SPEAKER_01:Oh yeah, yeah, 2020, right? Um it was just um what it's the way that I live today, it's night and day, really honestly, because I was just living life in a way, and and you know, my my life, I still had a job, I still had a family. Um well I said I had a job. It was at the end I was pretty much cut off from a job, but l luckily uh uh my boss and and uh uh friend was still willing to help me out and and uh to help help me go through rehab and all. But um, but yeah, it's just but my my life was was still there, but I I was just a lost soul, to be honest with you. Um I was going around, you know, having this entitlement about don't you see what I bring to the table? Don't you see who I am and what I can do and what I you know I bring you know the the bacon home, I guess, if you will. Don't you I get to I can get to drink whenever I want and wherever I want, right? But you know, at the end of the day, that's not the way I see things. It's just that's not what life is about for me anymore. About it's all it was all about me, right? It was me, me, me, and what can I, you know, get for me. And that's that was not the way to live. You know, it was just I I was just in in my in my doldrums, really, and I was just uh man, I was lost.
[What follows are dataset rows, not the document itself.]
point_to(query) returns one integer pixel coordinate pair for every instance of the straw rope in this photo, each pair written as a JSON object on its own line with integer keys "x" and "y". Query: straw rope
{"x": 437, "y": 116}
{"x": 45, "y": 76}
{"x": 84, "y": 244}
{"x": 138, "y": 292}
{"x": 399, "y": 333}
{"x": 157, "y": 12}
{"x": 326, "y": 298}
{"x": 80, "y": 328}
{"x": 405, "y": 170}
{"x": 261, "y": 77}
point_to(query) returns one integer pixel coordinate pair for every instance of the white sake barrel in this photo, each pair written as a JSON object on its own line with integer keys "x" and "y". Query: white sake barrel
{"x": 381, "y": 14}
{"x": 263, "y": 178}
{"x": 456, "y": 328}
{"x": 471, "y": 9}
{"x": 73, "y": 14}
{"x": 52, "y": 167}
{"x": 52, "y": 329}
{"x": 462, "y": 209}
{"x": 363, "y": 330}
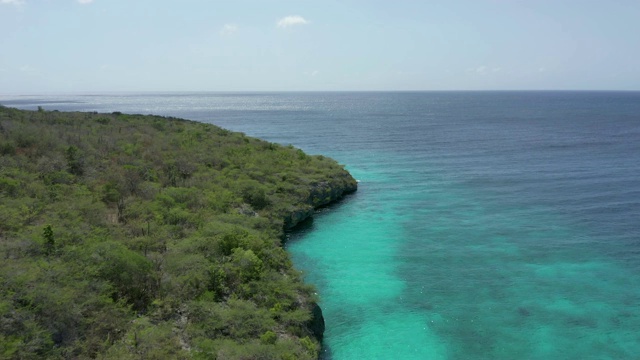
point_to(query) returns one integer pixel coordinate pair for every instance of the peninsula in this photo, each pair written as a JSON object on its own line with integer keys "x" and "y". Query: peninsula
{"x": 137, "y": 236}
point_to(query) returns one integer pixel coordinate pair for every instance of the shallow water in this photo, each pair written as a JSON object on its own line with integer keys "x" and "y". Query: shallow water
{"x": 486, "y": 226}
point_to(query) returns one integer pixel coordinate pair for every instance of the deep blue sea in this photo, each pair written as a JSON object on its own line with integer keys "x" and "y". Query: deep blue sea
{"x": 487, "y": 225}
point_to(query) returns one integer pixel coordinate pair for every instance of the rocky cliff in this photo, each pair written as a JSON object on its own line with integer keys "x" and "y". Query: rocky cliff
{"x": 321, "y": 194}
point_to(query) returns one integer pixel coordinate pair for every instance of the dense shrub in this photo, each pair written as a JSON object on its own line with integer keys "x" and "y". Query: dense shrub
{"x": 129, "y": 236}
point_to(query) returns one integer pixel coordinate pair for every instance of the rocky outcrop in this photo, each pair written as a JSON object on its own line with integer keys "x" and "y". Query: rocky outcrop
{"x": 321, "y": 194}
{"x": 316, "y": 324}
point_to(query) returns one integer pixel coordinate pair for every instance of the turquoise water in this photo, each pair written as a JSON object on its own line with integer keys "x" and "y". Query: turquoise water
{"x": 446, "y": 272}
{"x": 486, "y": 225}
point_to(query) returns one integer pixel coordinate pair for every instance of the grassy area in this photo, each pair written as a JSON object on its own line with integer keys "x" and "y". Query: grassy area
{"x": 130, "y": 236}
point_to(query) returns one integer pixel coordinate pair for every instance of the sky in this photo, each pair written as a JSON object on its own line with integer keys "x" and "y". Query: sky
{"x": 80, "y": 46}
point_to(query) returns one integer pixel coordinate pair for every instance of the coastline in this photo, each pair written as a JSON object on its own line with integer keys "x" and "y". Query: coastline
{"x": 173, "y": 223}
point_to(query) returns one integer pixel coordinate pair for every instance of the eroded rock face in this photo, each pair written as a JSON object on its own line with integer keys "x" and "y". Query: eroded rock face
{"x": 321, "y": 194}
{"x": 316, "y": 324}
So now today I get to be able to really experience life, you know, in the present moment and being present instead of maybe being there sometimes and not really fully being present in my mind somewhere else, thinking about myself and where I'm gonna get whatever else I wanted to get next. Um, so that's not the way I live today. And I get to have a true that the most beautiful thing that this has given to me is the real relationship that I have with God, and that is what keeps me grounded to strive to be the man, the brother, the husband, the father that I believe God intended me to be, and I can strive to do that, whereas before I was just going along, man, just whatever, you know, to to find a way to please my desires, whatever it may have been. Survive the day, yeah. And it was just, you know, chasing that drink, you know, almost on an hourly basis at the end, you know, it's just not a way to live.
SPEAKER_00:Oh my god. Well, I appreciate your input here on the 1% in recovery podcast. And with that, we are gonna end this episode.